In a recent decision reported by the Administrative Law Judge, (Jackie and Stephanie Sparks v. State of Alabama Department of Revenue, Docket #04-888, 5/19/05) the ALJ found that expenses incurred by Mr. Sparks with respect to his dirt-track racing activity did not qualify as "ordinary and necessary business expenses" under Alabama code §40-18-15(a)(1), nor did they give rise to non-business losses incurred in a transaction entered into for profit as allowed in §40-18-15(a)(5).
Sparks testified that he had been racing cars on dirt tracks for more than ten years. He was introduced to the activity as a child by his father and uncle, and bought his first racing car at the age of 21. He performs most of the maintenance on the cars himself, and enters 35 - 40 races per year. He and his wife both have full-time jobs, and he schedules his racing to avoid any conflicts with his day job. When asked at the hearing why he raced, Mr. Sparks responded
"For the fun of it, you know, playing around (with) it. I'd like to quit my job and go racing for a living. I mean, but I can't just quit (my job) and go do that. I'd - I'd like to."The Sparks deducted losses from racing of between $12 and $13 thousand dollars on their 2001 and 2002 income tax returns, with gross income from the activity of $1,050 in 2001 and $1,135 in 2002.
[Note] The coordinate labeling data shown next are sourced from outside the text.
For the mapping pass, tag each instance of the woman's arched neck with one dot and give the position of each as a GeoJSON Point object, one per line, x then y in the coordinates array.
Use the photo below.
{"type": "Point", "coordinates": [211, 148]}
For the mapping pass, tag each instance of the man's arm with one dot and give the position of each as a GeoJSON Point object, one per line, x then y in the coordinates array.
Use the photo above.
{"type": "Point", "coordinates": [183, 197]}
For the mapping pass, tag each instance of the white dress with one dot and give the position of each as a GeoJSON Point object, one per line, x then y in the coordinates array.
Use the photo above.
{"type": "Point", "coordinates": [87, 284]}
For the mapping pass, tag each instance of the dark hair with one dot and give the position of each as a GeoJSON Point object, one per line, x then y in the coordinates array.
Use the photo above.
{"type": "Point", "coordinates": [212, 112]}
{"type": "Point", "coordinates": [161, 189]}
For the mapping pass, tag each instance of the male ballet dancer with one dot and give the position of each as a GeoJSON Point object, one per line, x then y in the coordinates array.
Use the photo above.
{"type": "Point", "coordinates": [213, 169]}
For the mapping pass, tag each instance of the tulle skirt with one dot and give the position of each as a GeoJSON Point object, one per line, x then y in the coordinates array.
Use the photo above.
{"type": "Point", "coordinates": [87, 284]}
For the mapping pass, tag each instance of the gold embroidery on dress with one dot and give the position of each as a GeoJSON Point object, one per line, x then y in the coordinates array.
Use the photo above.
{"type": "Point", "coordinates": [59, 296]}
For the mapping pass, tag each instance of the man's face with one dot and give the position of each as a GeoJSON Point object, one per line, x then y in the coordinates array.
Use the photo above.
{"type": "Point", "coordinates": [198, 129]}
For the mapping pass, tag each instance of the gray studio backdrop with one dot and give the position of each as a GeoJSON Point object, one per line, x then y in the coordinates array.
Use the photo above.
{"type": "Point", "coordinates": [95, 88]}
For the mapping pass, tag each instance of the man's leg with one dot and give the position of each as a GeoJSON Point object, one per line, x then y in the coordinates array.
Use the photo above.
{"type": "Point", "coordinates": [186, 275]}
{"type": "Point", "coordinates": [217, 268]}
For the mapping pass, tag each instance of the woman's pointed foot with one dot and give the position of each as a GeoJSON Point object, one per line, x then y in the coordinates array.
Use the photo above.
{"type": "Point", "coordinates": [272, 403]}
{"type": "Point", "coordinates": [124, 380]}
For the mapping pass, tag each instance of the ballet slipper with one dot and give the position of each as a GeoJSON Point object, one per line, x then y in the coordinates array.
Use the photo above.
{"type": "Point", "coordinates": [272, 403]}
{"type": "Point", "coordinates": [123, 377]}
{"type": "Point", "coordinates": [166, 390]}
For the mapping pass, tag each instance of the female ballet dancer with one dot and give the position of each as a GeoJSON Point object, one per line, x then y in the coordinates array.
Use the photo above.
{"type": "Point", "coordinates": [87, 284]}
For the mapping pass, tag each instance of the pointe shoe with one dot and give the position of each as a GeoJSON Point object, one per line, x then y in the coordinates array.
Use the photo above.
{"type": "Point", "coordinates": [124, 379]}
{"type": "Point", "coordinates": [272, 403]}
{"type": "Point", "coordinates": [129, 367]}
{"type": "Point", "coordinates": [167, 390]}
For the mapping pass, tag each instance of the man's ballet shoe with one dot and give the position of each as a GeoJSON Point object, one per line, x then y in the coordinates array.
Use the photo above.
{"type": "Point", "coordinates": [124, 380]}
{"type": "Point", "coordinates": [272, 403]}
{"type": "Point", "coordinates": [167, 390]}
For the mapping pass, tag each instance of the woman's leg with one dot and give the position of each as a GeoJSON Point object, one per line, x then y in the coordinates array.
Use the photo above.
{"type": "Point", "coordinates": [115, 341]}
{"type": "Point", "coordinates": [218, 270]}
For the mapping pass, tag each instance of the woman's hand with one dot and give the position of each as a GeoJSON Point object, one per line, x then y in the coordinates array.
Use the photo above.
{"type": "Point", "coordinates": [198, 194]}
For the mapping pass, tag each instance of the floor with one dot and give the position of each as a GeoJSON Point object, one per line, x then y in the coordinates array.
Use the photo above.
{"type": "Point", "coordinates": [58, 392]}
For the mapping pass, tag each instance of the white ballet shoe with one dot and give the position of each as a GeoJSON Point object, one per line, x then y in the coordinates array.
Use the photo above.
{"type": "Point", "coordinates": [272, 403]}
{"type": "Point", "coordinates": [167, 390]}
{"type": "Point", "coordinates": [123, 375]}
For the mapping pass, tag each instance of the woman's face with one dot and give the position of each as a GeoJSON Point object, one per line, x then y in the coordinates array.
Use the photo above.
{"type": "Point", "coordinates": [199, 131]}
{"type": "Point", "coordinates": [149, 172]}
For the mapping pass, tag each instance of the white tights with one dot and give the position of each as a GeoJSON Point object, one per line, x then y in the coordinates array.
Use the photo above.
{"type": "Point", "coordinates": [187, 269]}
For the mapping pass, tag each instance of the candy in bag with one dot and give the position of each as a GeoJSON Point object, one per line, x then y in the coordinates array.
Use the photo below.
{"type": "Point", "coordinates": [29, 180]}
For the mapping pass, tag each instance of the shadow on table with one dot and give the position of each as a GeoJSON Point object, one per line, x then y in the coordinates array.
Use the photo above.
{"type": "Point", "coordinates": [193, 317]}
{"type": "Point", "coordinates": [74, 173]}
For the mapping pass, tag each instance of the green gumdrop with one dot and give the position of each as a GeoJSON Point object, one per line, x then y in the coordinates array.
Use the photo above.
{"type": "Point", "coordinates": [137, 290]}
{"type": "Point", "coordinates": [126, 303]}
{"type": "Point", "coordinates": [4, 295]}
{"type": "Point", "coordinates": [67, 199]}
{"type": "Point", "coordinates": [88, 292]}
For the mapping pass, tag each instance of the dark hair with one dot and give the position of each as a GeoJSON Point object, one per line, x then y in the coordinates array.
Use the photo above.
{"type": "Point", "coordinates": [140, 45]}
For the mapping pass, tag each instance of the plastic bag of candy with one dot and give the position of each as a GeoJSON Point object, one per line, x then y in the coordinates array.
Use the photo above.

According to the ALJ, the taxpayer's primary purpose for engaging in the activity would have to be making a profit in order for the expenses to be deductible. There has to be a "good faith expectation of making a profit." The ALJ went on to distinguish the case in several respects from a similar case, State of Alabama v. Dawson, 85-130 (Admin. Law Division 11/19/85). The taxpayer in Dawson was a drag racer who had deducted losses with respect to his racing operations. Those losses were challenged by the Department of Revenue, but the taxpayer was upheld on appeal by the Circuit Court. In contrast to Sparks, Dawson had no other sources of income other than his drag racing operations. Also, Dawson reported increasing gross income in each year examined by the Department, and actually had a small net profit in the final year.
After considering all the evidence, the ALJ concluded that Sparks "... did not conduct his racing activities with a reasonable expectation of making a profit." His dirt track racing operation was his "... lifelong hobby, not his business." ADOR had acted properly in disallowing the expenses.